Felixstowe and Union Agree to Two-Year Wage Deal for Dockworkers
The operators of the Port of Felixstowe, the UK’s largest container port, and Unite the Union confirmed that dockworkers at the port have accepted a new two-year contract adverting the threat of further strikes at the port. Both sides welcomed the deal with the union calling the terms significant and Hutchison Ports owners of Felixstowe noting it was the earliest that the annual pay review had been settled and cleared the way for the stevedoring contract negotiations with shipping lines.
Unite had staged two strikes against the Port of Felixstowe, each lasting eight days, in August and September effectively closing the port’s container and Ro-Ro operations.
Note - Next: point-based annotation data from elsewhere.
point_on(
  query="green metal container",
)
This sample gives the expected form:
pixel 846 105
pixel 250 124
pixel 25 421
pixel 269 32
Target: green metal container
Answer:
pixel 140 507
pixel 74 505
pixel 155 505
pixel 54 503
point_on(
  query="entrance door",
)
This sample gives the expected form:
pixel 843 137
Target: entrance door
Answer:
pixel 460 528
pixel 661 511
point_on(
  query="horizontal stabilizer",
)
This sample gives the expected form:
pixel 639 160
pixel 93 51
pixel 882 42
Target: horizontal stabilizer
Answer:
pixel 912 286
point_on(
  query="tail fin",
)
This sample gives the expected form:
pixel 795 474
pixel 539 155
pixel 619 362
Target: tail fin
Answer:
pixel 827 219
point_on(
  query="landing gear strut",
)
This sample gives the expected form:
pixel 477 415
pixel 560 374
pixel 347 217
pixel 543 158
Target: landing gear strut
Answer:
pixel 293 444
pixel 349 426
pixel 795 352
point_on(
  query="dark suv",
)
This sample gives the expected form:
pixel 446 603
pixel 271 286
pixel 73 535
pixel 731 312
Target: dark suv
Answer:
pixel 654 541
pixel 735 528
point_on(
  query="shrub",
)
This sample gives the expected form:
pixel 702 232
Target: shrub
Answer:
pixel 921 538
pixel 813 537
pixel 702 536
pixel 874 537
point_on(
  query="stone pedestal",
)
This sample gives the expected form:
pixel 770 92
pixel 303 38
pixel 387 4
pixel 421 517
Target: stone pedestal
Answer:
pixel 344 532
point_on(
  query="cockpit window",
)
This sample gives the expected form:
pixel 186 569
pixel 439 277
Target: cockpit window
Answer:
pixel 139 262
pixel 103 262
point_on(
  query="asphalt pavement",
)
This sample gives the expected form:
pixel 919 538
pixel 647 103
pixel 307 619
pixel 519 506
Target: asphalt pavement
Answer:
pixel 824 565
Approximately 1,900 dockworkers and other employees struck primarily for higher wages. Major shipping lines diverted ships mostly to ports on the European continent planning to transship containers after the strikes but some vessels found themselves stuck at the dock in the UK during the strikes.
The union demanded a pay increase that exceeded the rate of consumer inflation in the UK which was then about 10 percent. Felixstowe offered a seven percent increase which the union said was effectively a pay cut due to the rate of inflation. After the second strike, however, the union said it was optimistic that the dispute could be resolved through negotiations.
Unite reports that the terms of the two-year agreement called for a seven percent wage increase retroactive for 2022 and an additional one-off payment of £500 ($619). For 2023, the wage increase rises to 8.5 percent plus a further one-off payment of £1,000 ($1,240). Striking workers at Liverpool settled their wage dispute recently with a nine percent wage increase or a total value according to the union of between 14 and 18 percent based on job grades and one-time payments. The union said the total value of the Felixstowe agreement, which was accepted by 90 percent of members in a vote, would be 15.5 percent.
Robert Ashton, Chief Operating Officer at the Port of Felixstowe, said in a statement that the agreement “provides welcome certainty and stability at a time when our employees, like everyone else, are facing an increase in the cost of living."
First two fully autonomous trucks are moving cargo at the port of Felixstowe
Both in the UK and earlier in 2022 port workers in Germany struck based on wages as opposed to the ongoing U.S. West Coast labor talks which are believed to center on the role of automation in the ports. The same day Felixstowe confirmed its union agreement the port also highlighted the introduction of new automation at the port.
They said they believed Felxistowe was becoming the first port in Europe to introduce two battery-powered autonomous terminal tractor units (ATs) into mixed traffic container terminal operations. The autonomous trucks use a digital map which is loaded to a fleet management system that controls the navigation around the port. They combine that map with its onboard GPS navigation to track its real-time position. The autonomous trucks use LiDAR, a light sensing technology that creates a 3D map of the area around the truck using a laser and receiver, which combines with its onboard 360-degree cameras
“These new autonomous trucks represent a significant technological step forward for the Port of Felixstowe,” said Clemence Cheng, Chief Executive Officer at the Port of Felixstowe. “The tools underpinning port operations have evolved continuously and we already have a range of very advanced systems and equipment in place but this is the first time we will have wholly driverless vehicles.”